Supported languages:
* Danish (da)
* French (fr)
* German (de)
* Italian (it)
* Kazakh (kk)
* Nepali (ne)
* Norwegian (no)
* Ukrainian (uk)
* U.S. English (en-us)
* Vietnamese (vi)
## Purpose
Larynx is meant to sound good and run reasonably fast on the Raspberry Pi 4.
Voices are trained with [VITS](https://github.com/jaywalnut310/vits/) and exported to the [onnxruntime](https://onnxruntime.ai/).
## Installation
Download a release:
* [amd64](https://github.com/rhasspy/larynx2/releases/download/v0.0.2/larynx_amd64.tar.gz) (desktop Linux)
* [arm64](https://github.com/rhasspy/larynx2/releases/download/v0.0.2/larynx_arm64.tar.gz) (Raspberry Pi 4)

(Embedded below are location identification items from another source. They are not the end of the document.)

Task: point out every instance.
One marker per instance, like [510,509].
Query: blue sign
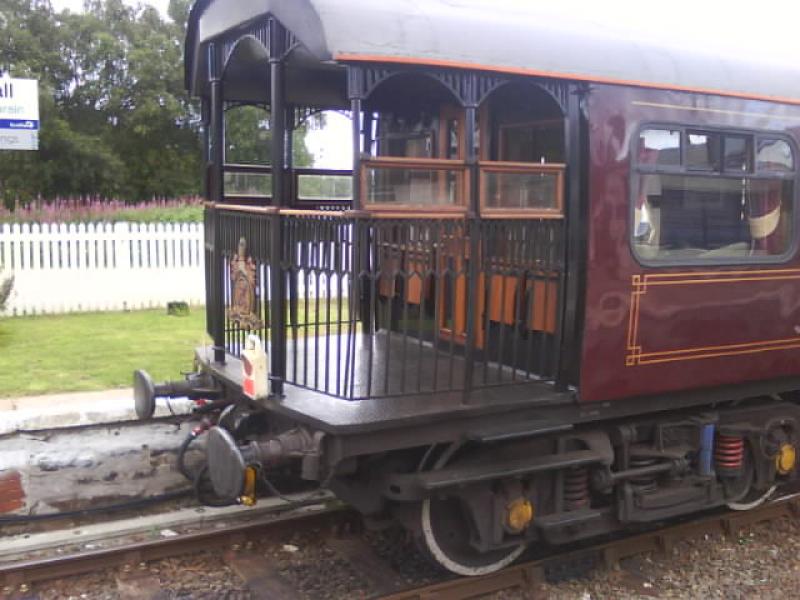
[18,124]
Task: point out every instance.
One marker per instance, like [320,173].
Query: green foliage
[115,118]
[94,351]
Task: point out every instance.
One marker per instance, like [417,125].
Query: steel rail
[29,571]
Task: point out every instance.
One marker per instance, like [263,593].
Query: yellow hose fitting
[248,498]
[519,514]
[785,459]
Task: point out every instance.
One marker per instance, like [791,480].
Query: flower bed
[96,209]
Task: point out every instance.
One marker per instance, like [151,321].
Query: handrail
[520,167]
[246,168]
[438,164]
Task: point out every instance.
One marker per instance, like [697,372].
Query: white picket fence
[102,266]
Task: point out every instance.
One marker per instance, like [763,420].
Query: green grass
[94,351]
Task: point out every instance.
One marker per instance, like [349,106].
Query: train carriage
[557,294]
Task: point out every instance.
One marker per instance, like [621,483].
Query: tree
[116,120]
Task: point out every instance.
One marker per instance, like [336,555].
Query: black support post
[278,160]
[355,110]
[574,245]
[472,231]
[215,193]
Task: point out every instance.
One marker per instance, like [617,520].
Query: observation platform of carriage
[424,254]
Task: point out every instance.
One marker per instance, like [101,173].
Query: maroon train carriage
[557,295]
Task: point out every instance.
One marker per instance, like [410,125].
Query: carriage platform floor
[414,375]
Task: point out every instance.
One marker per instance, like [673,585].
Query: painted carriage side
[689,322]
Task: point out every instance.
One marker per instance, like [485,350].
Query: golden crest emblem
[243,310]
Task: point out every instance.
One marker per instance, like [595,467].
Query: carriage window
[702,152]
[660,147]
[723,212]
[737,154]
[774,155]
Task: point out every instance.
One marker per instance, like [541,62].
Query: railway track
[263,579]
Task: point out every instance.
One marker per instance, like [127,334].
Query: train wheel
[445,533]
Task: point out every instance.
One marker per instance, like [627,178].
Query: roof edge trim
[452,64]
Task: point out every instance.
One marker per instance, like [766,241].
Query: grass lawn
[94,351]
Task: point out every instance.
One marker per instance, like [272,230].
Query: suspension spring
[729,454]
[576,488]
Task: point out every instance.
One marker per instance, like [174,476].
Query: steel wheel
[445,534]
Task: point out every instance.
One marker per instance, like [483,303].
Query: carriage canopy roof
[700,46]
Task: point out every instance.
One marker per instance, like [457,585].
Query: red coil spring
[576,488]
[729,452]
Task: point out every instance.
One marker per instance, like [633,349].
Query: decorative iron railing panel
[379,307]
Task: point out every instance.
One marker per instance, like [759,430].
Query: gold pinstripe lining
[639,287]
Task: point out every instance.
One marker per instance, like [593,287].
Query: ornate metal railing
[358,306]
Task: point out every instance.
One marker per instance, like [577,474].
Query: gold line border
[639,284]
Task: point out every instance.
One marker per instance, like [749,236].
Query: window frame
[636,169]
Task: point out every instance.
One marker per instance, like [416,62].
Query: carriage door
[521,149]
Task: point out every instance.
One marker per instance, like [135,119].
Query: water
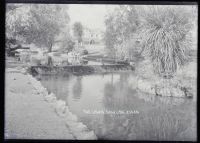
[133,115]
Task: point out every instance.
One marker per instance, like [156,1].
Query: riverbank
[32,113]
[183,84]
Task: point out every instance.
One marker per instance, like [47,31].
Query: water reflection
[77,88]
[114,92]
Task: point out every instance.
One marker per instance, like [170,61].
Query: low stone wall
[79,69]
[77,128]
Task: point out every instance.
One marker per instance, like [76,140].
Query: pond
[111,106]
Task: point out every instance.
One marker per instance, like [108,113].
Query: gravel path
[27,115]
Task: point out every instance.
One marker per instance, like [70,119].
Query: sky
[90,15]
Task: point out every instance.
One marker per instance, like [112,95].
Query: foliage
[165,34]
[37,23]
[78,31]
[120,25]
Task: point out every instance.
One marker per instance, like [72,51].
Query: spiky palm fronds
[166,38]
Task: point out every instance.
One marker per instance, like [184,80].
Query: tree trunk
[50,61]
[50,48]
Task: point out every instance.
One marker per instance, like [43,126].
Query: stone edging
[78,129]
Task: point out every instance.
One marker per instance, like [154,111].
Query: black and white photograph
[101,72]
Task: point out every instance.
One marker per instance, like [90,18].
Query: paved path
[27,115]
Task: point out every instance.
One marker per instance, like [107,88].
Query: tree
[38,23]
[120,25]
[78,31]
[166,38]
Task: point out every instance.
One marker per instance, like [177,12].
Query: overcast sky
[89,15]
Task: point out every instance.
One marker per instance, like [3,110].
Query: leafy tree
[78,31]
[38,23]
[120,25]
[166,37]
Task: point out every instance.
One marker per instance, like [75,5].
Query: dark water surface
[111,105]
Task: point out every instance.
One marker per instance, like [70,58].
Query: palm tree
[166,37]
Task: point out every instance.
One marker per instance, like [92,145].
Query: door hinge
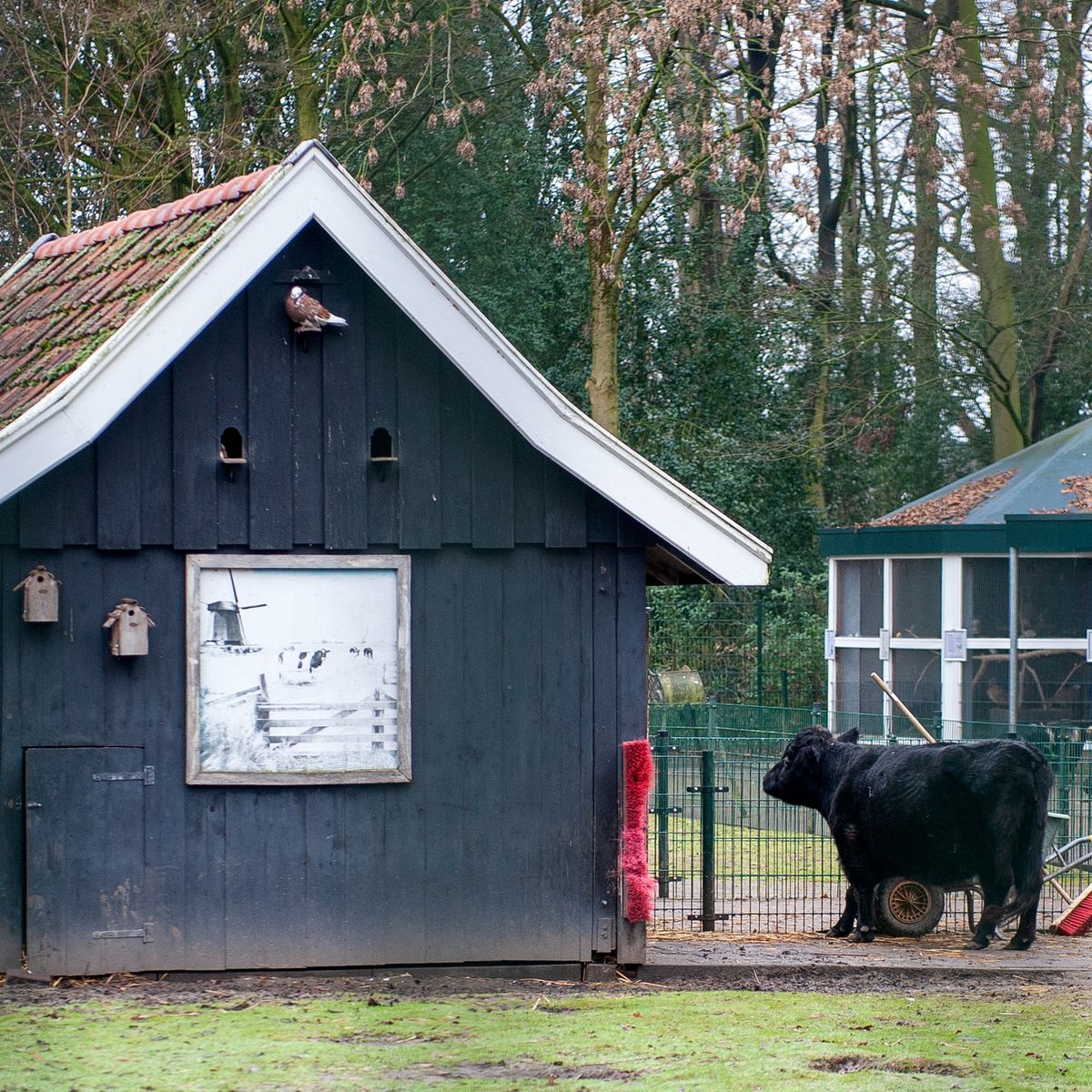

If you want to build from source, see the [Makefile](Makefile) and [C++ source](src/cpp). Last tested with [onnxruntime](https://github.com/microsoft/onnxruntime) 1.13.1.
## Usage
1. [Download a voice](#voices) and extract the `.onnx` and `.onnx.json` files
2. Run the `larynx` binary with text on standard input, `--model /path/to/your-voice.onnx`, and `--output_file output.wav`
For example:
``` sh
echo 'Welcome to the world of speech synthesis!' | \
./larynx --model blizzard_lessac-medium.onnx --output_file welcome.wav
```
For multi-speaker models, use `--speaker <number>` to change speakers (default: 0).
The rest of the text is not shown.